Suatu hari dengan cuaca yang tidak biasa diikuti oleh pagi yang cerah dan cerah. Domba dan anjing yang berada dalam kekacauan tersebut telah tenang dan berada di ladang seperti biasa. Iblis sudah langka lagi; hutan kembali seperti semula, dan desa kembali ke keadaannya yang tidak berubah.
Anak yang dibawa Belgrieve kembali telah kehilangan semua mananya. Tampaknya tidak tahu siapa orang itu, dengan polosnya menempel padanya. Mantan iblis tidak punya rumah untuk kembali, jadi pada akhirnya Belgrieve tidak punya pilihan selain membesarkannya sendiri.
Melihat Belgrieve menggoyang anak itu, Marguerite bertanya, “Jadi, apa yang kita lakukan dengannya?”
“Yah… aku tidak bisa membuangnya begitu saja setelah semua itu. Aku akan merawatnya.”

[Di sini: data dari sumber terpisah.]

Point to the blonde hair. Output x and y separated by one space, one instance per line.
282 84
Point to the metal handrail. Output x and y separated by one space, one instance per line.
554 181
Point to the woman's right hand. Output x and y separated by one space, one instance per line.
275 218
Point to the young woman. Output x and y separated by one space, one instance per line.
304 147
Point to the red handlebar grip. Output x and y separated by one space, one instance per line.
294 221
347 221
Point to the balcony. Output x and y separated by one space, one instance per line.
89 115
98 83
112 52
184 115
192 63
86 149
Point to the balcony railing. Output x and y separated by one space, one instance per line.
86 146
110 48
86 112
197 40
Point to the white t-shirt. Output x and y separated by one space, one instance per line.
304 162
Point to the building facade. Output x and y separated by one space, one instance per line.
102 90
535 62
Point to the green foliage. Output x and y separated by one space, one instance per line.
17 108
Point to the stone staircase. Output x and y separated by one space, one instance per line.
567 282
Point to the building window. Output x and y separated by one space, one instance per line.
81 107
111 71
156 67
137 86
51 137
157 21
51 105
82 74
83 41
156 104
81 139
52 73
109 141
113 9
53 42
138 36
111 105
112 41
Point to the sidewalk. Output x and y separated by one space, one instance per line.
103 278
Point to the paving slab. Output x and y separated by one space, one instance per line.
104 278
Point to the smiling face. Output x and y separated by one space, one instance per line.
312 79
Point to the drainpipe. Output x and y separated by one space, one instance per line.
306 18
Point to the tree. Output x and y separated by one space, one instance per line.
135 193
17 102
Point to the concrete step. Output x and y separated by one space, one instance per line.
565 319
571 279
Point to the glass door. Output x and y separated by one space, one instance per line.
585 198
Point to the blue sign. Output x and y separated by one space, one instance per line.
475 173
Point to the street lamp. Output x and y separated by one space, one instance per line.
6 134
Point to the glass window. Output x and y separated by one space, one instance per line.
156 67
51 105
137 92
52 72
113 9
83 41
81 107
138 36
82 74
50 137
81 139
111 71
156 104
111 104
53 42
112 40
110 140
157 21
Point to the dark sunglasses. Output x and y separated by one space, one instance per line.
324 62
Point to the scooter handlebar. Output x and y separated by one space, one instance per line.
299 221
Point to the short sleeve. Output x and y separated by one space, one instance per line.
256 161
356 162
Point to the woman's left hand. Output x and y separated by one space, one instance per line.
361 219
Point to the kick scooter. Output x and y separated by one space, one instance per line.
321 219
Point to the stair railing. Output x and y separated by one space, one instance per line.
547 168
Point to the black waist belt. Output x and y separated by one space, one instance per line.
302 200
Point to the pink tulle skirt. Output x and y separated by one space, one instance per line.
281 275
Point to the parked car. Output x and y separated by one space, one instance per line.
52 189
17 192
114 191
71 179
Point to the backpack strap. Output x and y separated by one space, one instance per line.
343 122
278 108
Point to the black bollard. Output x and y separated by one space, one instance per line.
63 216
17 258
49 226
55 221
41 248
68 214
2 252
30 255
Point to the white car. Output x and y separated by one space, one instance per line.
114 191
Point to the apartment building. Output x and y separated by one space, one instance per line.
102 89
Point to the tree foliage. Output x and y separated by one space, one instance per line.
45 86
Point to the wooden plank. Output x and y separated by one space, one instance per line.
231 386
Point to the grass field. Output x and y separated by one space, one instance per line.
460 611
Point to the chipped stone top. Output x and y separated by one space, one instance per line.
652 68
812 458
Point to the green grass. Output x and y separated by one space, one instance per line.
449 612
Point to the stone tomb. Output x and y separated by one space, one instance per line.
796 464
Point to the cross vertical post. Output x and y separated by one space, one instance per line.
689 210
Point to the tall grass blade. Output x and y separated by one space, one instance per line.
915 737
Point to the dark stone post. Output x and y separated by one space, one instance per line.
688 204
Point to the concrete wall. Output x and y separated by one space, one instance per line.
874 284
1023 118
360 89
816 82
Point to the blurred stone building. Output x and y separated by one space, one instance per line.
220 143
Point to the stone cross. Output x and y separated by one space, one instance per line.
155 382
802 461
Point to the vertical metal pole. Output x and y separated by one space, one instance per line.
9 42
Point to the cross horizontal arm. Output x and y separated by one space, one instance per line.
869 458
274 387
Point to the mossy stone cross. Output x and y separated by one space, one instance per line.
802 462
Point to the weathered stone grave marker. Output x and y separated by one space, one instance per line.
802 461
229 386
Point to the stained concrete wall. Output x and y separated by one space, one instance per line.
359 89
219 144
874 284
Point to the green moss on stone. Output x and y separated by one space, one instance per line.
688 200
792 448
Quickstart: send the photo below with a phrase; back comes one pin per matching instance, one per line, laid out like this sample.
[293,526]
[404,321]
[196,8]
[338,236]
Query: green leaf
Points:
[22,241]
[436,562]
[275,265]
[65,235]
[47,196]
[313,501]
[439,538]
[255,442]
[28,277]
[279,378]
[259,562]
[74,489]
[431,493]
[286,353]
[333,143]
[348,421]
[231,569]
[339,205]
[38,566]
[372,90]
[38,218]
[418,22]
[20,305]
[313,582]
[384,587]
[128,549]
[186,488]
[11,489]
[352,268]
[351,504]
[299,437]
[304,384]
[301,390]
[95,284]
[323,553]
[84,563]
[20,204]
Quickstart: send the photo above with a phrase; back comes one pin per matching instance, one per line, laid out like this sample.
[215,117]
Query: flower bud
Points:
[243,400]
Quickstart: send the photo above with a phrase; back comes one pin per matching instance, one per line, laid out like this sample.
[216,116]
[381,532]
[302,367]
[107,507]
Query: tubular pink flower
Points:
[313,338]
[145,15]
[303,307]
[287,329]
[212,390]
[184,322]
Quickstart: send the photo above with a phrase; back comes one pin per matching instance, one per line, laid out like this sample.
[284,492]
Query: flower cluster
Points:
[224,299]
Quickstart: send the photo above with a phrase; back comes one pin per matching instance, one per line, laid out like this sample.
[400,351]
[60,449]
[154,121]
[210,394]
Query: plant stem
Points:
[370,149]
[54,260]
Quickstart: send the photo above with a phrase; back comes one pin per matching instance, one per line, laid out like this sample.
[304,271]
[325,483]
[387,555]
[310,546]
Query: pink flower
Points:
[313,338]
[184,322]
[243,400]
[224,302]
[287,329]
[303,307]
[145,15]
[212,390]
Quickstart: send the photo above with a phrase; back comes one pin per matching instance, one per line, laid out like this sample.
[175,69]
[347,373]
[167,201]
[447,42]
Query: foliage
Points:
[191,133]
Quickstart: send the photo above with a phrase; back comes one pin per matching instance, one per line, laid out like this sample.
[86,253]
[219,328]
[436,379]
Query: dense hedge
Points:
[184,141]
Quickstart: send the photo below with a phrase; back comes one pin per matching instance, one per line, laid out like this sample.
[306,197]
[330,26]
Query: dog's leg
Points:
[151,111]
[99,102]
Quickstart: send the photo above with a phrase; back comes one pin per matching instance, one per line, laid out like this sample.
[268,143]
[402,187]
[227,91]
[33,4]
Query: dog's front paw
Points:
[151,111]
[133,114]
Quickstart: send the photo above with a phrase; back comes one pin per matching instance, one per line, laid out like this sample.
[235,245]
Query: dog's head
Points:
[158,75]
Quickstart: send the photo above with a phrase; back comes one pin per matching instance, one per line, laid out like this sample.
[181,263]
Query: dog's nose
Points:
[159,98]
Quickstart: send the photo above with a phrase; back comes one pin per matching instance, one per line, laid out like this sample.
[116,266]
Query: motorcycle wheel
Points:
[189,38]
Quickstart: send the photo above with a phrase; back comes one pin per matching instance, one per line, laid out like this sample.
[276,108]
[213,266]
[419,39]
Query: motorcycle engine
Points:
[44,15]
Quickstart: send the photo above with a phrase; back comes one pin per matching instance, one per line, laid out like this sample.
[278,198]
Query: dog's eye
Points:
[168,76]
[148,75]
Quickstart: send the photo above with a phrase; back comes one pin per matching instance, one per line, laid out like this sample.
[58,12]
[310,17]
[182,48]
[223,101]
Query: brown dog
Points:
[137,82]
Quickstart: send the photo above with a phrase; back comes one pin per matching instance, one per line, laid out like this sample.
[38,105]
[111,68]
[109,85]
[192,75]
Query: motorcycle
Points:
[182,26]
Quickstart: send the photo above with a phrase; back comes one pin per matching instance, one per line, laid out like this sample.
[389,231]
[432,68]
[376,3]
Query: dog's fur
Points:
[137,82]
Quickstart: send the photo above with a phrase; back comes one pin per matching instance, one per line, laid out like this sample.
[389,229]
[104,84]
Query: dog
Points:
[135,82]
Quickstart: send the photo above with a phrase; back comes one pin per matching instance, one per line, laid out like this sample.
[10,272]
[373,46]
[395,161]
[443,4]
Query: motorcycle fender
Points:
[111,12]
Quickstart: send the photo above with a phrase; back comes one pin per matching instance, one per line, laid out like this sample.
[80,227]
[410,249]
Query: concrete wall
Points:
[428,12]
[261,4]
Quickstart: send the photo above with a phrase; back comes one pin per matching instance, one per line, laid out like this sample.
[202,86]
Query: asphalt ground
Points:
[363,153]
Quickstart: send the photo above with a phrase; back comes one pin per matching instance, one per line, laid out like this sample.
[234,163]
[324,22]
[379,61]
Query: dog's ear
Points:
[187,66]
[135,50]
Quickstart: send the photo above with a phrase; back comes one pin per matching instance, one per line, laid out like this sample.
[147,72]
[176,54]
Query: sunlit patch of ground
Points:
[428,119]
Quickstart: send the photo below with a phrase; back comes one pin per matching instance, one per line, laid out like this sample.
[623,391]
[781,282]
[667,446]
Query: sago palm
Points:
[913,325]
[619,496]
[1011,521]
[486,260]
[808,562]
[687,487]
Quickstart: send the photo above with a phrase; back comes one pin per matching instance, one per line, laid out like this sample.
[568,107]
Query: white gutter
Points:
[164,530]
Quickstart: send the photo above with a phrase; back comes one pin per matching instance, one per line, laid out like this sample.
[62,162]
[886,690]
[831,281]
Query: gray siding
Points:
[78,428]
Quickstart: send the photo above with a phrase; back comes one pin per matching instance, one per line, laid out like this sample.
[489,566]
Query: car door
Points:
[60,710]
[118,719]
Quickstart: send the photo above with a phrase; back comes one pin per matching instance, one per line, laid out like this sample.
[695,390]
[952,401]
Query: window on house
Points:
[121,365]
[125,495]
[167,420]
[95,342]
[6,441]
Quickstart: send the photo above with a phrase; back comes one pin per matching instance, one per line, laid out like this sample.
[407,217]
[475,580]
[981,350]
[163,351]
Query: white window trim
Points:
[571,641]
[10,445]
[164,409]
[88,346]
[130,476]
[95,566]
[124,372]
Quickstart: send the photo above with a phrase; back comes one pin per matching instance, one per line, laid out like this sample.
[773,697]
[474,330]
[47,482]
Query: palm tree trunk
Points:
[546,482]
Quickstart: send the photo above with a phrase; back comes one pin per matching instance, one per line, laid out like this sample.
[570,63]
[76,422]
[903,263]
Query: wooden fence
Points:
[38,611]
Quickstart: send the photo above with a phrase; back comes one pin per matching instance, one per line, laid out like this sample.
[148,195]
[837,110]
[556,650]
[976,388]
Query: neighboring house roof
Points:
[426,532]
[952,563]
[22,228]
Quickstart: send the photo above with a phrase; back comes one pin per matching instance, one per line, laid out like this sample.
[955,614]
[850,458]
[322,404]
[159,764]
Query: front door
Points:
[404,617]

“Merawat… Itu adalah iblis yang sedang kita bicarakan. Kamu yakin tentang itu?"
“Ia kehilangan sebagian besar mananya, kan?”
“Yah, benar…”
Anak itu memanjat punggungnya, melingkarkan lengannya di lehernya dan menjambak janggutnya dengan rasa ingin tahu. Belgrieve menepuk kepalanya, membiarkannya melakukan apa yang diinginkannya.
“Menurutku anak ini tidak berbahaya.”
Marguerite berpikir sejenak. “Nah, ini rumahmu.” Dia mengangkat bahu. “Itu keputusanmu.”
Tampaknya Duncan dan Graham tidak keberatan sejak awal. Sepertinya keluargaku sudah besar, katanya. Tapi ini tidak terlalu buruk. Aku ingin tahu bagaimana reaksi Ange?
“Que será, será…” gumamnya, terlalu samar untuk didengar oleh satu telinga pun.